I have some issues with the results from using | table *
I start with a simple data selection:
This gives me 108 events as results.
With two different sensortype's , namely: "sens1" and "sens-B".
Ofcourse this would give me the same result:
sourcetype=senssordata sensortype="sens1" OR sensortype="sens-B"
And it does, It gives the same 108 events as result.
So far, so good.
Now the strange issue appear.
sourcetype=senssordata sensortype="sens1" OR sensortype="sens-B" | table *
or (sourcetype=senssordata sensortype="sens1" OR sensortype="sens-B" | fieldsummary)
sourcetype=senssordata sensortype="sens" | table *
or (sourcetype=senssordata sensortype="sens" | fieldsummary)
These two queries does give a different output!!!
Both field summaries are not equal, and both table * outputs are not equal.
Even when both initial data selection has the same events.....
The outputs of the second query contains much more fields and those fields doesn't seem to exist.
This first query seems to output valid date. But the second should do exactly the same.
Can this be explained or is this a bug?
are you running
sourcetype=senssordata sensortype="sens1" OR sensortype="sens-B" | fieldsummary separately and comparing it to
sourcetype=senssordata sensortype="sens*" | fieldsummary ? I only ask because you shouldn't be able to have a
|table * or (sourcetype.... without the query erroring out. I'm wondering if either part of your query is missing or i'm misunderstanding something.
The answer is that, when you are doing
sensortype=sens*, the system is doing an expansion of all the fields from the other sensortypes before eliminating those sensortypes that don't match. This leaves a bunch of NULL fields.

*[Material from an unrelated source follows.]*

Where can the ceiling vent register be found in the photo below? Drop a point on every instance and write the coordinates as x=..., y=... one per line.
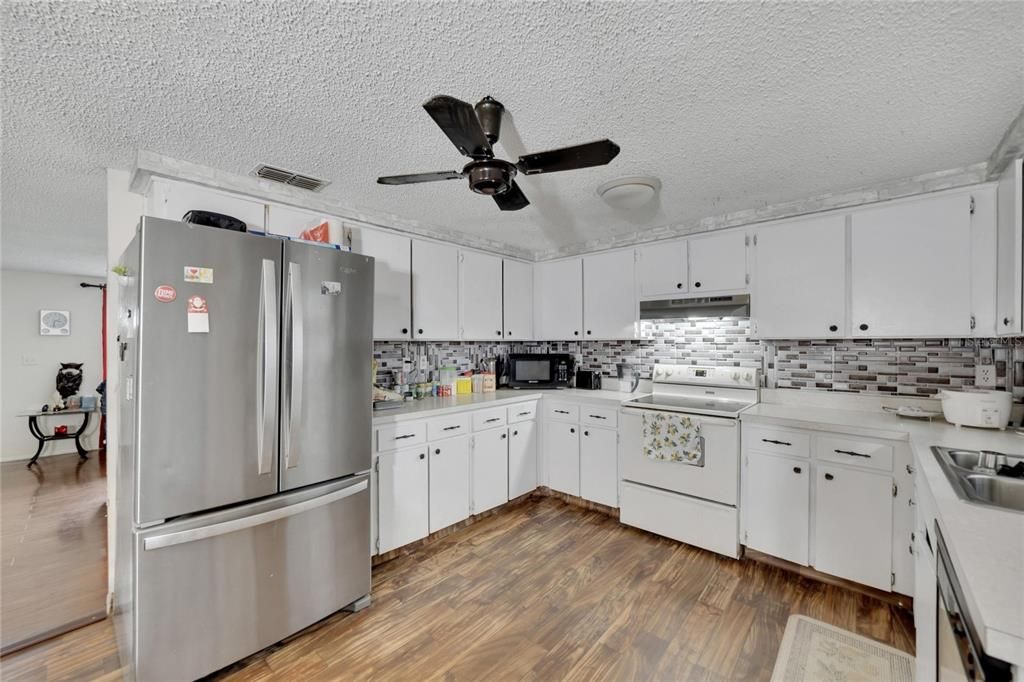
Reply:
x=290, y=177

table * is not best practices anyway -- much better to use only the fields that you need for any given query, and to put them in an explicit
fields command after the first pipe, to minimize the amount of extraction done by the system.
For an understanding of why this unexpected behavior is not a bug, you have to understand how searches and bloom filters actually work under the covers.
If you look at slide 22 of this .conf2017 presentation by MVP Martin Müller (@martin_mueller) at https://conf.splunk.com/files/2017/slides/fields-indexed-tokens-and-you.pdf
...then you will see this wording...
▶ Default assumption: Field values are whole indexed tokens
[ AND java lang NullPointerException ]
▶ Actual field extractions and post-filtering happens after loading raw events
So basically, for the event selection,
sensortype=sens* initially becomes
AND sens*, so the initial part of the search is going to find all events that have
sens* somewhere in them. That is going to literally be every record with a
sensortype= in its _raw, since
sens* will pick up the token
sensortype. It will also pick up any other fields that happen to have values starting with sens.
Since you are coding
| table * , the system cannot optimize to the fields you are asking for and EVERY field has to be expanded. Once that all gets expanded, the ones where
sensortype!=sens* get dropped, but the search still knows all the fields that were created/extracted for any of the events.